One example is the FACTA, the Fair and Accurate Credit Transaction Act of 2003. This law allows consumers to correct their credit reports in cases of mistakes or incorrect identity that would have a material impact on a person, for example, attempting to obtain a loan for a car or a mortgage for a house. Prior to that law, people might complain about being associated with the deadbeat John Smith when they were the upstanding and flush John Smith, but they had no legal means of correcting their credit report. Security practices are an obvious and necessary part of the privacy of information, but laughable in the face of umpteen data breaches. With no right of action available to individuals affected by these breaches, the harm often realized in the form of identity theft, consumers simply pay the price of inadequate security controls on their personally identifiable information. (N.B. data breach notification laws are state, not federal, and very varied.)

What do these lessons in information privacy tell us about A.I.?  For one thing, Information on the internet is pretty much for the taking. You might then ask, what about the information I provide Google when I do a search? “Digital exhaust” is what one famous scholar, Shoshana Zuboff, calls it. It is what you gave away when you agreed to Google’s Terms of Service.  Never mind that this “exhaust” is the foundation of Google’s extraordinary monetary success.

It goes further. In the aughts, as the director of IT Policy at Cornell, I sat in meetings with Google representatives who asked to scan the university’s library holdings.

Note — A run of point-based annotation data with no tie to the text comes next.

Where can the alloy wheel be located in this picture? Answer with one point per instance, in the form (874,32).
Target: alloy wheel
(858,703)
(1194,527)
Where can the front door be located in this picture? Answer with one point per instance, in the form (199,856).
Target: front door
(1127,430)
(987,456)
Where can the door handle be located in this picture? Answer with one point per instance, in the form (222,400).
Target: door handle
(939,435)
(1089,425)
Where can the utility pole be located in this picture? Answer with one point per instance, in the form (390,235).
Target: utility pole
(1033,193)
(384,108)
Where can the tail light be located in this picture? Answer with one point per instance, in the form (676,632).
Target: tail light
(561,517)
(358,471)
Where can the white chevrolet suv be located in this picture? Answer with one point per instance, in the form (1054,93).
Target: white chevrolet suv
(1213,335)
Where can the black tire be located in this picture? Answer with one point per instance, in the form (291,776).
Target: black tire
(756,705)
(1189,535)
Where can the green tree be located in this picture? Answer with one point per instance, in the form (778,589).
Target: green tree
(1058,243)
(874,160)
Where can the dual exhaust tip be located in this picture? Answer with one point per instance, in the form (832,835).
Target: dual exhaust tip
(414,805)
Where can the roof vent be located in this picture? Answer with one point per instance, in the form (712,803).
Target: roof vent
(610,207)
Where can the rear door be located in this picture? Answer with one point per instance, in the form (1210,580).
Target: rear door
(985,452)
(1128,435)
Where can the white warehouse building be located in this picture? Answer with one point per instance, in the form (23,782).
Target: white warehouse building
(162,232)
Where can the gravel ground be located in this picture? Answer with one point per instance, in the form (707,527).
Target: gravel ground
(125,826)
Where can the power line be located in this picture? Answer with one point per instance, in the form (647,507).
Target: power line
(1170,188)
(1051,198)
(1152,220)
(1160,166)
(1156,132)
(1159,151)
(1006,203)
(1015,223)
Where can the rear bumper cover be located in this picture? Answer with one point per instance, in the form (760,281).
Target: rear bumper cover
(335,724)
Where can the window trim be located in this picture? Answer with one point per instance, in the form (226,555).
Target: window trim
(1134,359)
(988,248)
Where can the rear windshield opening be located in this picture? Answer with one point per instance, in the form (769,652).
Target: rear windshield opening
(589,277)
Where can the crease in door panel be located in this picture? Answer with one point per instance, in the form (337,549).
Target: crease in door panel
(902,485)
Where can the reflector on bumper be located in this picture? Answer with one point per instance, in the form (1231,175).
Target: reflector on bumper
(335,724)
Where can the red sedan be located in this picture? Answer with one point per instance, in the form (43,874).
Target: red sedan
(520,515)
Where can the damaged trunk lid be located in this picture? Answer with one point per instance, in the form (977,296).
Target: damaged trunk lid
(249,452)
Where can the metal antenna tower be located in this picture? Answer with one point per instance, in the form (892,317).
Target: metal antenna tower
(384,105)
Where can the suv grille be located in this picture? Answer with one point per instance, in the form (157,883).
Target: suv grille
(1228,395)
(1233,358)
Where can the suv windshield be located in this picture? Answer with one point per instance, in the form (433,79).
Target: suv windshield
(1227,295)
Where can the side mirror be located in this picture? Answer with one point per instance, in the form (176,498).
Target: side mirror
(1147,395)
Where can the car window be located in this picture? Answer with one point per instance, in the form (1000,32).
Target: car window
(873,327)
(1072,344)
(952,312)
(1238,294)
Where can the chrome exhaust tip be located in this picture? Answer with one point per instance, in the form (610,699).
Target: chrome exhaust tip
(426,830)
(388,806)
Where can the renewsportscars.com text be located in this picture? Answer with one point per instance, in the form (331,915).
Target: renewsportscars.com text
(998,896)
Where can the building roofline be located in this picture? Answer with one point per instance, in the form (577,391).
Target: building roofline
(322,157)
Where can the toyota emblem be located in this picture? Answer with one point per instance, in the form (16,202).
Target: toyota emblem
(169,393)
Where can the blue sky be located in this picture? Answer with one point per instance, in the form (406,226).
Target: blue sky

Never mind the original accumulated expense Cornell bore of eight million volumes. To engage in the transformational effort to “organize the world’s information and make it universally accessible and useful” proved compelling enough that the university agreed to it (along with “free” mail services, but that is another story told in this document).  Never mind that Google monetized that repository.  And now OpenAI is asking us to never mind that they scraped it.

Briefly, about intellectual property, I have a prognostication. The newest fair-use factor, transformation, will successfully defend OpenAI against infringement claims for having scraped the internet. Scraping, after all, is not new; Google does it to do search. If media companies want a piece of that action, they can and have negotiated with Google for some kickback (so to speak). I suspect that is what The New York Times claim is all about. On that point, I suspect that a negotiated settlement will occur long before a jury is empaneled.

Output is another matter. On those claims, OpenAI faces a much different kind of challenge. Content owners have been resoundingly successful in copyright claims against companies and individuals who distribute their content on the internet. To the degree that ChatGPT’s output can be found to be “substantially similar” to copyrighted materials, OpenAI as the distributor is likely to be liable for infringement.

We will have to wait and see the outcome of that contest. And in the meantime, we can debate at what cost innovation, and at the expense of whom?